CHP´nin İstanbul İl Başkanlığı´na seçilen kişinin profili, partide her şeyin planlandığı gibi yürüdüğünü gösteriyor. Herkes ?Bundan ala muhalefet mi olur, bırakın değişmesinler? derken şunu hep söyledim; CHP´nin siyasi alandaki oy karşılığından ziyade, onun nasıl kurgulandığı daha kritik yerlere işaret eder. Yani önemli olan Kılıçdaroğlu veya partinin kendisi değildir. CHP´nin üzerinden hangi planların, kimler tarafından yapıldığıdır.

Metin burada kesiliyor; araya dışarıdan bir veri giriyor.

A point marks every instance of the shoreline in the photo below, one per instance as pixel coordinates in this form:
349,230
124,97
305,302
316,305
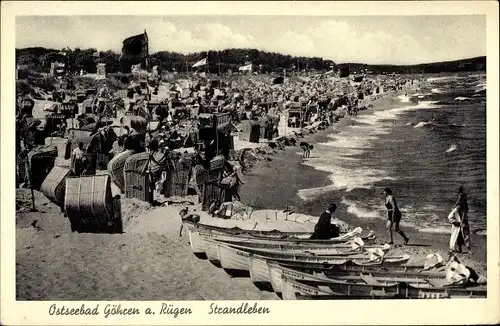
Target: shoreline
150,261
275,185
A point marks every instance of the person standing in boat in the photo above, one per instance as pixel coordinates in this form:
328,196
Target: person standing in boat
393,215
463,210
324,229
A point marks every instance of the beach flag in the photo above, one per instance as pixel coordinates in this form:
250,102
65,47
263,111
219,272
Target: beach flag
136,46
246,68
201,63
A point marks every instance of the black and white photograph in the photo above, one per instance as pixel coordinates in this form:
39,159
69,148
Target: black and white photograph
251,158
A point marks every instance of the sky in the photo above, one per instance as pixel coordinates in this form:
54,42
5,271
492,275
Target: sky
360,39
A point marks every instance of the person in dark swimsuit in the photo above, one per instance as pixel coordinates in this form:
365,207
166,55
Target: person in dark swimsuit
393,215
463,210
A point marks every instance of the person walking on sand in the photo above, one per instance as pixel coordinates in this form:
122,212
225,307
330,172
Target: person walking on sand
306,147
324,229
463,210
185,217
393,215
78,154
457,238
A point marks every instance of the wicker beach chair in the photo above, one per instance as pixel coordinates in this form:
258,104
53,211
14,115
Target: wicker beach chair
41,161
115,169
54,185
89,204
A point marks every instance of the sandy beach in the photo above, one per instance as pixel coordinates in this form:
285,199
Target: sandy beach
149,261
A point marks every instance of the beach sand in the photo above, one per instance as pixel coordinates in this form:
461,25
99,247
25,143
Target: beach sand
149,261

Bu türden radikal bir profili CHP´nin İstanbul gibi tüm Türkiye´yi etkileyen, dünyanın gözünün üzerinde olduğu bir kente il başkanı yapmak, zaten militanlaşmış, marjinalleşmiş, Atatürkçülük ve ulusalcılık damarlarından uzaklaşmış bir partinin seçmenlerini daha da germek anlamına gelir.
Burada ikinci bir Gezi provokasyonuna zemin hazırlanırken, siyasi alanı/Meclis´i gerecek, böylelikle seküler kesimleri sokağa razı edecek bir arkaplan akla geliyor. İrrasyonalitenin sağduyunun yerine geçtiği bir ortamın şartlarını hazırlamak, toplum mühendisliğinin de bir parçası. Zaten AK Parti´ye oy veren geniş kesimleri gayrimeşru gören bir zihniyet, daha da militanlaşarak çarenin siyasette değil, sokakta olduğuna insanları ikna olabilir.
Tabii bu gelişmeleri Suriye sınırındaki ciddi değişimlerle birlikte okumak gerekiyor. ABD´nin 30 bin kişilik bir sınır ordusu oluşturma gayretinin ?resmiyet? kazandığı bir ortamda, Türkiye müdahale etmeye hazırlanırken Ankara´nın elini kolunu bağlamak adına içeride kargaşa çıkartmaktan daha münasip bir girişim olamaz.
Dün bazı gazetelerde Kılıçdaroğlu´nun ?Bana sokakta polise direnecek bir il başkanı lazım? dediği yazıyordu. Bu doğruysa, malumun ilanıdır. CHP´nin siyasi olarak potansiyeli değil, bu nokta oldukça ciddiye alınmalıdır.
Batı´da, özellikle ABD´de ?Militan demokrasi? denen bir kavram bir süredir dolaşıma sokuldu. Kılıçdaroğlu´nun sıkça diline doladığı ?direnme hakkı? lafları da, sokak çağrıları da buradan geliyor. ?Bir ülkede siyasi mücadele ile sonuç almak mümkün değilse, sokak direnişlerinin meşru ve saygıdeğer olduğu, Batı´nın da bunları destekleyeceği? işleniyor.
Kaset kumpasından beri CHP sosyolojisi depresyona sokulmaya ve marjinalleştirilmeye çalışılıyor. Baykal idaresindeki bir CHP´de bunun o kadar kolay yapılamayacağı ortadaydı. Ancak Kılıçdaroğlu o kadar kullanışlı bir figür ki, herhangi bir maneverayı koca partiye çok kısa zamanda yaptırmak mümkün olabiliyor.
Atatürkçü, yurtsever CHP´lilerin partilerine sahip çıkmalarının tam zamanıdır.